The fundraiser, hosted on Kickstarter
, garnered a lot of attention, including a feature in the New York Times
. The project sought to raise $10K, however by the end of the fundraising period, the support for the project was tremendous and total donations came to $200,641.
Since last summer the group has been hard at work building Diaspora* which is community-run and open-sourced. Last September
the network went into Alpha mode and the company openly published its code for the first time.
Fast-forward a year, and the group is making much progress. Along the way the growing community has passed many milestones in their journey to
"build a new and better social web, one that’s 100% owned and controlled by you and other Diasporans."

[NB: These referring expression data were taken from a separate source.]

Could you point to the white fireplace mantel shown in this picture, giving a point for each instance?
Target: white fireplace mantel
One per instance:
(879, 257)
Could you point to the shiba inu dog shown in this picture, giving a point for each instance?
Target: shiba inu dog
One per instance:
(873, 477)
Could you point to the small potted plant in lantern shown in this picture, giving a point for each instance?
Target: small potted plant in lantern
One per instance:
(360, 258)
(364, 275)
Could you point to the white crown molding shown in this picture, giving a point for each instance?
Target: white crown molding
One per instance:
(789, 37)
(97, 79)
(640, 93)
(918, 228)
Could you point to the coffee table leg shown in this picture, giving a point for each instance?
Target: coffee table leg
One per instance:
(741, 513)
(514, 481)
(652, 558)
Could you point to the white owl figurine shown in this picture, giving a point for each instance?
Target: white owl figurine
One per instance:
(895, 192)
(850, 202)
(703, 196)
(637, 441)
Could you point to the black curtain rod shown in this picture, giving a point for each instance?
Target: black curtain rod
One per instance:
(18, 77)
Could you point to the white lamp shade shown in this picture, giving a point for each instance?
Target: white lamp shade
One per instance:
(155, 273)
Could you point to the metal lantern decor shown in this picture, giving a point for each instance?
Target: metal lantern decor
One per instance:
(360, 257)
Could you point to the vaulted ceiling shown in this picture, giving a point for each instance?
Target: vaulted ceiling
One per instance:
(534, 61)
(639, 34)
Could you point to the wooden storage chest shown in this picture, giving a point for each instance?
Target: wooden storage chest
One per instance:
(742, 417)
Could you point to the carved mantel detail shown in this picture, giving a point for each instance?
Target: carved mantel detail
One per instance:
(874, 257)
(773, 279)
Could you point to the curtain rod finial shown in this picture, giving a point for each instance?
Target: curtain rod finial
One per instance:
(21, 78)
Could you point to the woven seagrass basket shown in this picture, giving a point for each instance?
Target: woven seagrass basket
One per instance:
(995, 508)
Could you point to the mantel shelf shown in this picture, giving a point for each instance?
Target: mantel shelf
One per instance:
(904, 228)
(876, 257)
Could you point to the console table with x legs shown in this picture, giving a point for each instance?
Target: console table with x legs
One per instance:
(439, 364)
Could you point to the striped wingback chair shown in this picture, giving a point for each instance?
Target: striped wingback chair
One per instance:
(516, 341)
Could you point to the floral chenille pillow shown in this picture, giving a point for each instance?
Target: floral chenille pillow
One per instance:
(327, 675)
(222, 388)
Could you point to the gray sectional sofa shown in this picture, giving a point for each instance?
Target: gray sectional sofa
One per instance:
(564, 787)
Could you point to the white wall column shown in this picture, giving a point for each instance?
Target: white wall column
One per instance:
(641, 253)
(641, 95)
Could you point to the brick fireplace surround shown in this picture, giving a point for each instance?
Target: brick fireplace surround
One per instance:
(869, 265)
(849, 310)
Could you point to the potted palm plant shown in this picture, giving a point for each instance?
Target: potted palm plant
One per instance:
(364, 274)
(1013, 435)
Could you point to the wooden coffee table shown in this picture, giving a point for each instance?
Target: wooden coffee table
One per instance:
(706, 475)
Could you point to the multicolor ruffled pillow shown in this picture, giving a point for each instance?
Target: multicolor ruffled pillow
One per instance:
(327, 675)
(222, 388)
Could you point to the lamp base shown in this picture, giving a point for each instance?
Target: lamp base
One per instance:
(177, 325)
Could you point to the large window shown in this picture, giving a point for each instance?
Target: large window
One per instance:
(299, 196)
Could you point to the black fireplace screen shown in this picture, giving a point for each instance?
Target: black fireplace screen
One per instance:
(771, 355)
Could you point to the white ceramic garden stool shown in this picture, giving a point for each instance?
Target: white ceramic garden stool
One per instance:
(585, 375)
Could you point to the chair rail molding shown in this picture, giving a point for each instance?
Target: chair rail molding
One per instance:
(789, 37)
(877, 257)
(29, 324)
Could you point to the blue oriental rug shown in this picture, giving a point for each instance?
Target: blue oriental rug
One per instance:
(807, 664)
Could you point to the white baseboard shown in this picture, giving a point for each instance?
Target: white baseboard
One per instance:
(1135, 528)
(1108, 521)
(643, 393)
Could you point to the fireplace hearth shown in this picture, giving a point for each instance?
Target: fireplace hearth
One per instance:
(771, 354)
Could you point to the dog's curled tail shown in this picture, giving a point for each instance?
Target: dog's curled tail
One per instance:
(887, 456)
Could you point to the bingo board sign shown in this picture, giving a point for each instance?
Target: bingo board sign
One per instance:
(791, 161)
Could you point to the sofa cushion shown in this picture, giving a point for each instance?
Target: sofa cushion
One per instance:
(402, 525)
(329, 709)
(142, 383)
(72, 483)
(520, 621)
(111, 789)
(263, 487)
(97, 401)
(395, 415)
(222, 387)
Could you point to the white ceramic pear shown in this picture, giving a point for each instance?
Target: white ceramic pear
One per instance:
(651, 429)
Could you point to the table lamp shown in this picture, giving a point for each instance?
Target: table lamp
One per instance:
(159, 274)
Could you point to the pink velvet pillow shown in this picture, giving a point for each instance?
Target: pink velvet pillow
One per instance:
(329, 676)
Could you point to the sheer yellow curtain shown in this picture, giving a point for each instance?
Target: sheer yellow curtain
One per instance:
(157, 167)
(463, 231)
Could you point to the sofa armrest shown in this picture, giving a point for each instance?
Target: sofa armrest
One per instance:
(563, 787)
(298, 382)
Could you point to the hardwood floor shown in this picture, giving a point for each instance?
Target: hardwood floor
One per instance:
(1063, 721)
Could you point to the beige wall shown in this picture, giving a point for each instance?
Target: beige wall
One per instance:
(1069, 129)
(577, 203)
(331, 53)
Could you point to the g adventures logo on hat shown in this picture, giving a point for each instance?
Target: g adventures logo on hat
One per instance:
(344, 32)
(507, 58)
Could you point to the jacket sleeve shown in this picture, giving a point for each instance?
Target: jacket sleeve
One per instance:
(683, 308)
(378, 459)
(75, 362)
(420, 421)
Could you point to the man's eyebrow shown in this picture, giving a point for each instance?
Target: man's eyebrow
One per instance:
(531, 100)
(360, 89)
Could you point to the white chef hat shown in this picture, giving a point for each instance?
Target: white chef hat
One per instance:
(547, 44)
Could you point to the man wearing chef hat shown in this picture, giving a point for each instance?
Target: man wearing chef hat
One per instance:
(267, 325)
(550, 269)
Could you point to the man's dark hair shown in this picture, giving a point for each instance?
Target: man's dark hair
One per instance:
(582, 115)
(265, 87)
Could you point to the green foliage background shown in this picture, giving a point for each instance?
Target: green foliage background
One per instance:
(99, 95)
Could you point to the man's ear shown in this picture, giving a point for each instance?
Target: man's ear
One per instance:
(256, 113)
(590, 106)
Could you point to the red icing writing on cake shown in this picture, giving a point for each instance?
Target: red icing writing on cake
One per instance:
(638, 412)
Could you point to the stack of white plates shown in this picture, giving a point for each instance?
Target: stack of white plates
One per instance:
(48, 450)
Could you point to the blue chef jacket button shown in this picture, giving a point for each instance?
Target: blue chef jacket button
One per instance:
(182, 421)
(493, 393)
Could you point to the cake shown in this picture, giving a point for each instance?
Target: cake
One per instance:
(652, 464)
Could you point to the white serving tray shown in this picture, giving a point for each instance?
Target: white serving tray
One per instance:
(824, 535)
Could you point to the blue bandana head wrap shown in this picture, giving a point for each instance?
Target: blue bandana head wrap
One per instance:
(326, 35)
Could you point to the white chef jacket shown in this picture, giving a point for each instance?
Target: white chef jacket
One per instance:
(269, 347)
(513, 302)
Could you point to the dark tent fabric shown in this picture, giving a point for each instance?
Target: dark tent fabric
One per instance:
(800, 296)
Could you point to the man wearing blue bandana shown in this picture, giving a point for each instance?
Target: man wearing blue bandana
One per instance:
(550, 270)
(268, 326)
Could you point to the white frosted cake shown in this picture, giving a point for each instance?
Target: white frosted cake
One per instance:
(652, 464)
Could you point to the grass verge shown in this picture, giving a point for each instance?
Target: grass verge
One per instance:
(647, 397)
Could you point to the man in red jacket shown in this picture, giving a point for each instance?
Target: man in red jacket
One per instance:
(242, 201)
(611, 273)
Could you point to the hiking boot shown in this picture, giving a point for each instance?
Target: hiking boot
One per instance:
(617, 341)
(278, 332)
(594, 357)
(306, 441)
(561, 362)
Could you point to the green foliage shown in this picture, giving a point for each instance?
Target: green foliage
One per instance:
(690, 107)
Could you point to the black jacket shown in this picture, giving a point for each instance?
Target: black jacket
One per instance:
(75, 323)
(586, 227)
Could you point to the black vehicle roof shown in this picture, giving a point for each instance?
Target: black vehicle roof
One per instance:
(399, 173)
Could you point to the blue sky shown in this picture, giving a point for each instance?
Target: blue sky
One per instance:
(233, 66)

Initially Diaspora* had been dubbed in various media outlets as the 'anti-Facebook' or 'Facebook killer', however their platform does not appear to be designed to compete with Facebook. In fact their framework has been coded to be able to interact with a variety of social networks; the big difference being users can control their own data in an open network.
As the project continues to take shape, it has become even clearer that the Diaspora* visualization of the social market's future appears to be something truly unique and nothing like Facebook. Perhaps the two probably shouldn't be compared at all. As Diaspora* comes closer to fruition as a fully functioning product, it sounds as if contrasting the two networks will be like comparing apples and oranges.
In an email interview with Digital Journal
, Yosem Companys, Consiglieri at Diaspora*, shared,
"you own your own personal data, and it is never used for commercial purposes. It also means that our users run the network, doing everything from writing the software code to translating to spreading the word to providing support to fellow users."
"On Diaspora, users can request the features they want to see, as their tech-savvy fellow users will build those features for them, meaning that users get access to all the features they want to use and none they don't."
No one entity will take control of data that streams through. Since the product is open sourced, users can modify code as they see fit and maintain control of their personal information and who gets to view it. Information is stored on individual "pods", either run by individuals or groups, and the pods can "connect to the larger Diaspora* ecosystem."
Companys had posted earlier this month
, "D* is not trying to kill FB or G+. Like the WWW before it, D* is trying to reinvent the social web from one that relies on walled gardens to one that is open to all players."
From the sounds of it, this is indeed very different from Facebook's model in which users are restricted to using what's connected to Facebook's infrastructure. With Diaspora*, the social web dynamics can change since there is a lot more freedom and control.
Additionally, unlike both Facebook and Google+, Diaspora* members are welcomed to use their own name or a pseudonym rather than adhering to stringent policies that demands 'real' information. It's a nice concept which brings back some of the philosophies the web was once built upon, including the anonymity factor.
When asked how many members the network currently has, Companys said,
"We limited the number of users on our JoinDiaspora pod to 50,000 during the alpha period. We started rolling out beta invites at the beginning of the month, and we have doubled the number of users since then to 100,000. It's hard to estimate the total number of users across all pods, since there are many personal pods run by individuals that are private and over 20 community pods."
Diaspora* estimates the network currently has an approximate 200,000 members in the community.
(A full list of community pods is available here
At this time a date for the open beta launch has not been set, however many in the web community are actively watching and rooting for this project, this writer included. With privacy an ongoing issue that emerges with social media, access to open source software that is user controlled and privacy-friendly is appealing to many web users.
In the history of the web, billions of digital footprints have been left with little control on the user's part, unless one chooses to abstain from social networking altogether. However, from the looks of it, with Diaspora* rising brightly over the horizon, social media users will soon be able to determine for themselves just which direction they want their footprints to go.